So-called “Sultan”

The New York Review of Books published an article by Christopher de Bellaigue in the December 17 issue titled “The Sultan of Turkey“, unfortunately very much in line with the  shallow analysis of Turkey and its politics that appears in the Western media. Normally in a journal like the NYRB, the language and analysis of this article should not have passed the editorial controls. I sent a letter to the editors addressing the “executive presidency” points in the article. I quote the article below:

Mr. de Ballaigue’s article is missing or, at best, glossing over some of the critical contextual information regarding the AKP and Mr. Erdogan.

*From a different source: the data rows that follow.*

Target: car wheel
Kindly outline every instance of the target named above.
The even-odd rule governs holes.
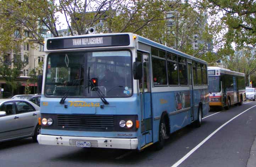
[[[33,140],[35,142],[37,142],[37,135],[41,133],[41,126],[38,124],[35,130],[34,136],[32,137]]]
[[[159,125],[158,141],[156,144],[156,150],[159,150],[162,149],[165,145],[165,139],[169,138],[167,134],[166,128],[166,122],[165,121],[165,118],[162,117]]]
[[[202,111],[201,108],[199,107],[197,113],[197,119],[195,122],[195,126],[196,128],[199,128],[201,126],[202,124]]]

The current constitution gives the president of the republic quite broad powers to shape the executive branch and the judiciary without any political or legal accountability (the only possible charge against a president is treason). All the high-level civilian and military bureaucrats are appointed with the approval of the president; some proposed by the government for approval, some directly appointed by the president. This set up originated in the 1960 coup by the military as means of more direct control over the elected officials, and then was stregthened further after the 1980 coup. The expectation of the generals was that the president will be chosen among the bureaucratic elite since the the parliament that elects the president could be “influenced” by the institutions of the republic. So, they shaped the presidency as the apex of the bureaucratic guardians. As with many social engineering attempts, the unexpected happened: the AKP achieved the parliamentary power to elect a president in 2007. The blatant intervention by the military and high judiciary was countered by the politicians with a change to the constitution to elect the president directly by popular vote. This was a rather hasty change that did not touch the existing powers of the president.

Mr. Erdogan has been calling for a presidential system for more than a decade. In Turkey’s first presidential election campaign in 2014, Mr. Erdogan repeatedly stated that he will not be like the previous presidents if elected and will use the powers granted by the constitution to the fullest. He won in the first round by 52% of the national vote. This gives him the legitimacy to use the presidential powers the previous presidents were either reluctant (like civilians Ozal and Demirel) or preferred to orchestrate with bureaucratic allies (like ex-constitutional judge Sezer). I should also note that Mr. Erdogan was the first prime minister and now the first president who did not come from one of the elite schools and did not have any experience in the government bureaucracy. He was a small scale businessman and rose through the ranks of a grassroots political organization.

The tragedy of the opposition in Turkey is that they do not have the foresight to seize upon the “executive president” idea to shape a new constitution with democratic checks and balances, not like the current one where “check and balances” are provided by a self-reproducing unelected bureaucracy.

I should add that there is another aspect to the failing public discussion on the presidential system: The rather simplistic and problematic arguments put forward by many of the supporting commentators (Etyen Mahcupyan drew attention to this in a series of articles.)